No soy religioso, ni jamás he creído en ningún camino esotérico. De chico, mientras mi mamá meditaba en clase de yoga, yo me acercaba a su profesor, sordo de un oído, e intentaba distraerlo con ayuda de un G.I. Joe cuya mochila emitía sonoras explosiones. Creo en Dios, pero sólo cuando me como un buen taco al pastor. No confío en energías misteriosas, figuras celestiales o soluciones mágicas.
Un buen día, hace poco más de dos semanas, me harté. Caí en la cuenta de que con el 50% de los cigarros que me fumo busco ablandar tensión, mucho más que satisfacer una necesidad de nicotina. Despertaba con la mandíbula tensa, y bastaba una milésima de segundo para que me sofocara un ánimo aprehensivo, mientras repasaba todo lo que tenía que hacer durante ese día en particular.
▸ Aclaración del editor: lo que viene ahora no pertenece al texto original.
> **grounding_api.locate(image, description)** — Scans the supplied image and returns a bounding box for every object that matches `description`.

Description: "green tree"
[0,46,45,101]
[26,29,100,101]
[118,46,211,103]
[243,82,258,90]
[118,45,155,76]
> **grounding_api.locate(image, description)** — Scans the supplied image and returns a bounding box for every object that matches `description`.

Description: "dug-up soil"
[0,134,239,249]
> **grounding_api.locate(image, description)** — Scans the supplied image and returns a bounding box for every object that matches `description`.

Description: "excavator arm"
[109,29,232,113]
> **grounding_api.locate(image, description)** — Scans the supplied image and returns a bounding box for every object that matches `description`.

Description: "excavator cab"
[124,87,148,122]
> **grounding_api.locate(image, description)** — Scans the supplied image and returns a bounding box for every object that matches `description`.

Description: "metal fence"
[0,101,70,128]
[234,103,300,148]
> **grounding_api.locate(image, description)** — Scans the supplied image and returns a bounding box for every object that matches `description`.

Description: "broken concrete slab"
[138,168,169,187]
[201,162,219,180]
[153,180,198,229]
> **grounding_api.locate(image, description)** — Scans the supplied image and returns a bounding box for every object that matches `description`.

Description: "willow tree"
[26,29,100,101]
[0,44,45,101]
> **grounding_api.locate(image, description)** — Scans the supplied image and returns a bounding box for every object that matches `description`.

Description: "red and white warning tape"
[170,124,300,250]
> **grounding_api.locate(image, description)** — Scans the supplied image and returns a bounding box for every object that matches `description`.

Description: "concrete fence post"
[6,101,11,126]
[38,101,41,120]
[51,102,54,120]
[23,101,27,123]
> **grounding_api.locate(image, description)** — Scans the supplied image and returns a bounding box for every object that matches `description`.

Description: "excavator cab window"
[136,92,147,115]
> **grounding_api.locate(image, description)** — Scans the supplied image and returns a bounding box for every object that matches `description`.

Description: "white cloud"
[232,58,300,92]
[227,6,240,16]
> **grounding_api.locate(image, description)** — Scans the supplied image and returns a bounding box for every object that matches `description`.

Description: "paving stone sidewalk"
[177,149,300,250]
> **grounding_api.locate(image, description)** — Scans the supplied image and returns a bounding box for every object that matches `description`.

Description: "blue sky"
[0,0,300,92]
Esa epifanía llego junto a un hallazgo, cortesía del Financial Times y la revista GQ. Ambas publicaciones le dedicaron un largo artículo a la meditación trascendental, citando, como es la norma, a las celebridades y personajes que han recurrido a ella: Jerry Seinfeld, Oprah Winfrey, David Lynch, el inversionista Ray Dalio y muchos otros.
Decidí que era hora de probar una solución que no viniera en un frasco. Entré a Google. Tecleé Meditación Trascendental México. Y obtuve un teléfono.
El teléfono me llevó a una cita, en un rincón de Polanco, para un curso propedéutico. Y de ahí, tras un pago, al curso en sí: cuatro sesiones en las que aprendí lo básico acerca de la meditación, adentro de una escueta salita, con dos sillas de oficina, que olía a incienso (siempre me ha gustado el incienso).
Soy suficientemente pragmático como para saber que muchos de los beneficios que he percibido desde que empecé a meditar pueden ser resultado de mera sugestión: el que medita cree que le está haciendo bien, está seguro de eso, y por lo tanto se siente mejor. Tampoco me compro todo el paquete: no sé si la meditación trascendental de veras libera nuestra capacidad cerebral, alivia tensión, enfoca pensamientos y nos hace conocernos a nosotros mismos. Lo que sí puedo decir es que hay algo muy reconfortante en dedicar 20 minutos de cada día a estar quieto, con los ojos cerrados, sin atender ningún impulso externo. Y que eso, por sí solo, ya es un beneficio tangible.
Seguiremos informando.
(DANIEL KRAUZE)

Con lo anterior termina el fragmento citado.